Cada indivíduo deve avaliar sinceramente o tipo de música clássica que lhe seja de auxílio, fugindo aos extremos.
Será melhor evitar, no sábado as músicas clássicas repletas de exibições de técnicas e trechos difíceis, por amor apenas da arte. Quem quer que seja o compositor, semelhantes músicas não contribuem para a santificação do Sábado.
Em nosso lar, por exemplo, muitas vezes ouvimos os magníficos corais de Bach e as músicas, mais breves, de Albert Schweitzer para órgão, mas não consideraríamos apropriado ouvir a Suíte de Goldberg, de Bach, para piano, apesar; de ser uma peça monumental. Preferimos para começo de sábado, músicas que favoreçam a meditação, a concentração.
Vós haveis de apreciar, alguma tarde de sábado em que esteja muito frio ou chuvoso para sair ao ar livre, a Sinfonia Pastoral, de Beethoven. As crianças se entusiasmarão em reconhecer, nessa peça, os trinos dos pássaros.
Temos às nossas ordens bom número de músicas apropriadas para o sábado. Entre as sonatas, as sinfonias e as músicas de câmara existe muita coisa bela e apropriada, embora não se possa dizer que tudo, nesse gênero, convenha ouvir no sábado. Temos sempre o dever de selecionar.
Na suavidade do crepúsculo, uma sexta-feira, ao principio do sábado, estávamos ouvindo alguns discos, quando de súbito nossa filha de treze anos exclamou:
Mamãe, a senhora ouviu?! Escute!
Prestei atenção.
Ouça, mamãe, prosseguiu ela; a orquestra está tocando “Castelo forte é nosso Deus”, entremeado com a música. Que bonito!
O disco era a Sinfonia da Reforma, de Mendelssohn. Ao último movimento serve de tema o extraordinário coral de Lutero, e Mendelssohn serviu-se também do “Amém de Dresde”, hino alternado cantado em muitas igrejas luteranas, na lenta introdução que precede o primeiro movimento.
As crianças se deliciaram. Nosso filho, que aprendera tocar “Castelo Forte” fazia pouco tempo, fremiu com a descoberta. Hoje essa sinfonia é uma de nossas músicas prediletas para o sábado. Fala-nos de fé, dedicação, espírito resoluto.

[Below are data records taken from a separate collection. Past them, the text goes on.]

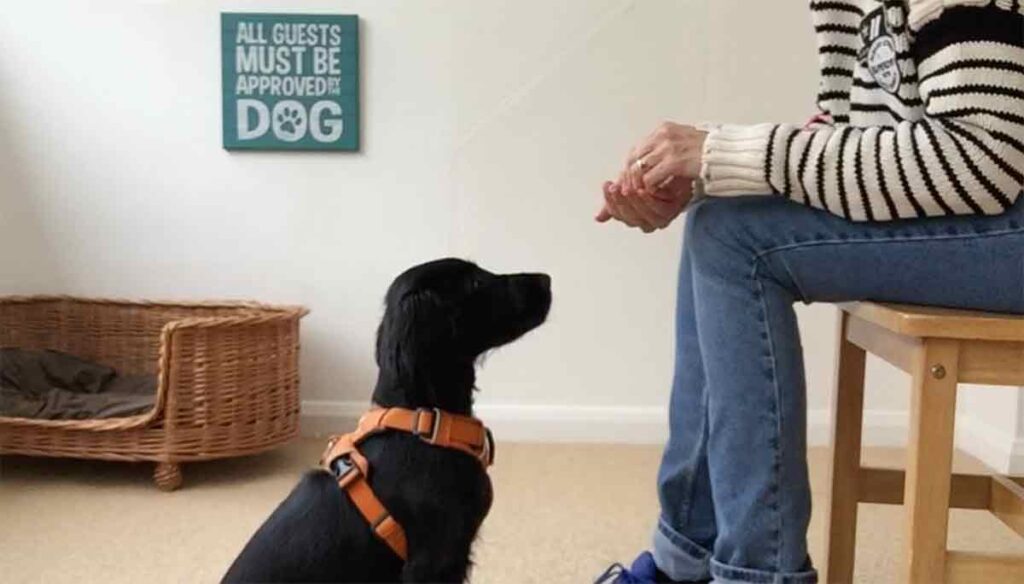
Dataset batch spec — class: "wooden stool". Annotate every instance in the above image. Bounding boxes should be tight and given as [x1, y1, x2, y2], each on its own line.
[823, 302, 1024, 584]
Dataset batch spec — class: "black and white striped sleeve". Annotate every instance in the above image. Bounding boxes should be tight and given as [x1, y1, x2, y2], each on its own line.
[701, 6, 1024, 221]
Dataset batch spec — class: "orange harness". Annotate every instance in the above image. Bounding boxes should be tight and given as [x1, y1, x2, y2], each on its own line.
[321, 408, 495, 560]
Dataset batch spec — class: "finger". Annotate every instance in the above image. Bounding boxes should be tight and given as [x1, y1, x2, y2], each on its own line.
[611, 170, 636, 197]
[630, 148, 665, 191]
[638, 190, 679, 228]
[604, 187, 626, 223]
[640, 157, 680, 191]
[630, 192, 668, 227]
[604, 193, 636, 227]
[594, 180, 612, 223]
[615, 189, 651, 227]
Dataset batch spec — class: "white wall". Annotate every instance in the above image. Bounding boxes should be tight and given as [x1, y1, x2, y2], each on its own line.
[0, 0, 1016, 465]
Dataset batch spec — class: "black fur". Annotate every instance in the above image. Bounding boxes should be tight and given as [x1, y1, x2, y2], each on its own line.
[224, 259, 551, 582]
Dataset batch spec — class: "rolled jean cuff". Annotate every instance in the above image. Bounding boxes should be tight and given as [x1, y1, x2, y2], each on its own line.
[653, 519, 711, 581]
[711, 559, 818, 584]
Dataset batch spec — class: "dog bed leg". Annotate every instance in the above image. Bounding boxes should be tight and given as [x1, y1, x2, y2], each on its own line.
[153, 462, 181, 491]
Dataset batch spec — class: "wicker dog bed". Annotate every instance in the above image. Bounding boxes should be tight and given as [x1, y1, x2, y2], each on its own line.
[0, 296, 307, 491]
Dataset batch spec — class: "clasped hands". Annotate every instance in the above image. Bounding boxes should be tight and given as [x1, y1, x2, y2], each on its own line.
[595, 122, 708, 234]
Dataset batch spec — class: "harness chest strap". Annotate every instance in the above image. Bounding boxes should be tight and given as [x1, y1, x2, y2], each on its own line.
[321, 408, 494, 560]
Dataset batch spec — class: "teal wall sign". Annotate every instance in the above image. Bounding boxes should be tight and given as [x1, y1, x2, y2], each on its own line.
[220, 12, 359, 151]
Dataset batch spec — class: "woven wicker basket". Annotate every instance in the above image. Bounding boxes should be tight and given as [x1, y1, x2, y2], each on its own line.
[0, 296, 307, 490]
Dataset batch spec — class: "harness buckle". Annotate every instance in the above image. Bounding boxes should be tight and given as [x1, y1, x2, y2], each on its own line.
[331, 454, 362, 488]
[483, 427, 496, 466]
[413, 408, 441, 444]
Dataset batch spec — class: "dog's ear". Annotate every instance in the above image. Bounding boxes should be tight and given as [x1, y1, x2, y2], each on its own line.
[377, 290, 453, 387]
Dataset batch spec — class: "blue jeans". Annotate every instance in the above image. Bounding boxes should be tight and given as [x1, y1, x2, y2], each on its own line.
[654, 197, 1024, 583]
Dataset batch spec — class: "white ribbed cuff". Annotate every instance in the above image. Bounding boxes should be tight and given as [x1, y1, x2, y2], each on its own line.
[700, 124, 775, 197]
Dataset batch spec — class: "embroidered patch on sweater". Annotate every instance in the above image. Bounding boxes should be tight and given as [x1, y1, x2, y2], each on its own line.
[857, 6, 901, 93]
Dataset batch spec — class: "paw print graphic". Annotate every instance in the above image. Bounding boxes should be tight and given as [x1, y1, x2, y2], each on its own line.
[278, 108, 303, 135]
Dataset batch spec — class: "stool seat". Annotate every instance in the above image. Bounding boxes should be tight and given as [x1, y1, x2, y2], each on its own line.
[841, 302, 1024, 341]
[823, 302, 1024, 584]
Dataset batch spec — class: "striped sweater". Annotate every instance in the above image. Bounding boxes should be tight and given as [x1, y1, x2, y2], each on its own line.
[700, 0, 1024, 221]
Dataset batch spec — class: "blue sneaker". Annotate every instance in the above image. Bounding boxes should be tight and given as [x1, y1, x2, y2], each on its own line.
[594, 551, 664, 584]
[594, 551, 711, 584]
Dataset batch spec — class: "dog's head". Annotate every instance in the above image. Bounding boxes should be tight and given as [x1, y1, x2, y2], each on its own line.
[375, 258, 551, 411]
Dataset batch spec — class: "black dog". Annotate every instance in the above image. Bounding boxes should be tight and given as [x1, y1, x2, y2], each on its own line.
[224, 259, 551, 582]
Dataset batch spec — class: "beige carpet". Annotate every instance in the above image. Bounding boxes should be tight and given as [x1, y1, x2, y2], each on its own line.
[0, 441, 1024, 584]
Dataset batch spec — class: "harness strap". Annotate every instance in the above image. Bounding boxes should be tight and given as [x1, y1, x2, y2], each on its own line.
[321, 408, 495, 560]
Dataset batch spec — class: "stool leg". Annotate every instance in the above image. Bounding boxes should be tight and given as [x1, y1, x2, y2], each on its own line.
[903, 339, 959, 584]
[824, 310, 865, 584]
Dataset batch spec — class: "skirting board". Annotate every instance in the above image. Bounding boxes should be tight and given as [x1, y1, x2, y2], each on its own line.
[302, 401, 1024, 474]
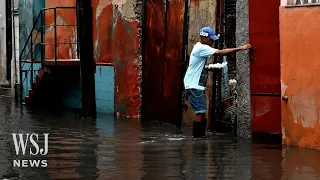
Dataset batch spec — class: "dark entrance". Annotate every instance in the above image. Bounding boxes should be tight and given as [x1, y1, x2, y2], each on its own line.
[142, 0, 187, 125]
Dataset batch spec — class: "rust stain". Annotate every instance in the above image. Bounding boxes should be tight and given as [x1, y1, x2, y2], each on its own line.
[191, 0, 200, 7]
[92, 0, 142, 118]
[45, 0, 77, 59]
[280, 7, 320, 150]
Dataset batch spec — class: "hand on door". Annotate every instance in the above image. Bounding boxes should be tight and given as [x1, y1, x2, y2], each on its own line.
[241, 44, 252, 50]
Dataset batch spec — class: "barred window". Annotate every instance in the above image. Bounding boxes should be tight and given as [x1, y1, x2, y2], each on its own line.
[294, 0, 320, 5]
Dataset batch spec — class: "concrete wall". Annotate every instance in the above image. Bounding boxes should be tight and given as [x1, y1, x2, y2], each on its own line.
[92, 0, 143, 117]
[280, 6, 320, 149]
[95, 66, 115, 115]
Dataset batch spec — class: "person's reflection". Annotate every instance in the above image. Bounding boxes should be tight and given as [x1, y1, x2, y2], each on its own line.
[281, 146, 320, 180]
[112, 119, 143, 179]
[188, 140, 210, 179]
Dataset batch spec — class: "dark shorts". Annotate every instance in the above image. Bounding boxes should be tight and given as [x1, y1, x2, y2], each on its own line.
[186, 89, 207, 114]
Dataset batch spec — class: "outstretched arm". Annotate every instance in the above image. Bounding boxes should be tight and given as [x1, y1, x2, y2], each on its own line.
[215, 44, 252, 55]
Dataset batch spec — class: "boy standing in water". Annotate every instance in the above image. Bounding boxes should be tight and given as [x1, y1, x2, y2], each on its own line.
[184, 27, 251, 138]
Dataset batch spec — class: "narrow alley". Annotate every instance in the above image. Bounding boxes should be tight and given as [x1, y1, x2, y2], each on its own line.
[0, 98, 320, 180]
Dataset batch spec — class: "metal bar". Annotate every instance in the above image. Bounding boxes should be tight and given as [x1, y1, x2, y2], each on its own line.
[179, 1, 189, 125]
[41, 24, 77, 27]
[11, 1, 18, 86]
[5, 0, 12, 82]
[54, 9, 57, 65]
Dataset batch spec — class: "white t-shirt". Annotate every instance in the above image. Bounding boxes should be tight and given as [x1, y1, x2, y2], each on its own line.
[184, 42, 217, 90]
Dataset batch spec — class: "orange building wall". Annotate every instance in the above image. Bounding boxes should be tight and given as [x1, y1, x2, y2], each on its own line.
[45, 0, 77, 60]
[280, 6, 320, 149]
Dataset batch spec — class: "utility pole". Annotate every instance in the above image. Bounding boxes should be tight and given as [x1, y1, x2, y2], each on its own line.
[77, 0, 96, 118]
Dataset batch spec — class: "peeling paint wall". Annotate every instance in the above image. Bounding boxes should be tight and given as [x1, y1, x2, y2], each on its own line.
[19, 0, 46, 59]
[45, 0, 77, 60]
[0, 1, 7, 84]
[92, 0, 142, 117]
[183, 0, 217, 126]
[280, 6, 320, 150]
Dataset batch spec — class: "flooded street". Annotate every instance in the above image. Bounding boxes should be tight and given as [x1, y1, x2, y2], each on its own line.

Toda pessoa que se prevaleça da grande inspiração que pode prover a música bem selecionada, será na verdade capaz de chamar “ao sábado deleitoso, e santo dia do Senhor digno de honra”.
Notas:
* Agradecemos à Loide Simon pela contribuição ao Música Sacra e Adoração
Interessantíssimo notar que o presente texto foi escrito em 1977, e o fato de a música sacra estar sendo esquecida já era uma realidade dolorida. Ao invés de acontecer um processo de aproximação entre adorador e música sacra, cada vez mais o abismo construído pelo primeiro se faz devastador. Observações como esta fazem desse artigo um algo super atual para nós adoradores do século XXI (Nota dos editores do Música Sacra e Adoração).
Fonte: Revista Adventista. Dezembro de 1977, págs. 39-40.